Nobody has a particular beef with Nicaraguans. They’ll let them into their country to visit. They have no qualm with them establishing a residence so long as they meet the requirements and have the money.
In most of the world, you aren’t going to get any crap about being Nicaraguan. Maybe in Mexico they don’t like Nicaraguans, but every region has its own little conflicts. Every country in the world has one or two places that don’t like them.
WHY GET A SECOND CITIZENSHIP?
Understand that your reasons for wanting a second citizenship are different. I used Nicaragua for this article because I recently discussed it with a Nicaraguan gentleman. You could substitute any country in a similar position for Nicaragua and see the same general benefits.
I’m not saying this one particular country is the only one. I’m not saying Nicaragua is the only place you should be looking to when getting a second passport.
But this gentleman’s reason for not wanting his passport and wanting an American one instead was because he and his friends and his family all wanted to go and live and work in the United States. They wanted the opportunity they had heard about through the grapevine. They had been told that if they lived in the United States, they could make more money.
If you’ve already made money, if you’re already successful, that reason goes out the window.
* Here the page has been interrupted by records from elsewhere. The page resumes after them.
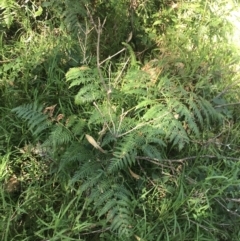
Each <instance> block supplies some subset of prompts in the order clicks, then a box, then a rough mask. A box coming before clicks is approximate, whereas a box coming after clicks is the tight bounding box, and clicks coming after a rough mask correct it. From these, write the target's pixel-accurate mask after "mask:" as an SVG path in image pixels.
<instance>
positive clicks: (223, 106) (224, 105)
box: [214, 102, 240, 108]
mask: <svg viewBox="0 0 240 241" xmlns="http://www.w3.org/2000/svg"><path fill="white" fill-rule="evenodd" d="M231 105H240V102H236V103H229V104H223V105H216V106H214V107H215V108H221V107H225V106H231Z"/></svg>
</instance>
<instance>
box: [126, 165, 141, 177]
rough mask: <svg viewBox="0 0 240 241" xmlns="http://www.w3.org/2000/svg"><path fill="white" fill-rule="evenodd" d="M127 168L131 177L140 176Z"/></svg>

You can get rid of the idea that you need to be a westerner.
If you make money online, if you’re doing consulting or any other business that you could run from anywhere, you don’t need access to these western countries. You can take your existing wealth, shed some of the baggage of your current passport, and add very little baggage with your new passport from Nicaragua.
I’m not saying you have to get rid of your current citizenship and become Nicaraguan or anything like that. What I’m saying is your reasons for getting a second passport are different than what most people think.
A lot of these countries that people look down on actually offer great resources, great livability, great tax policies, are more open and flexible, and they’ll give you a passport that is relatively good to get you around the world.
That’s what most people don’t understand. And that’s why I would take a Nicaraguan passport if it were offered to me.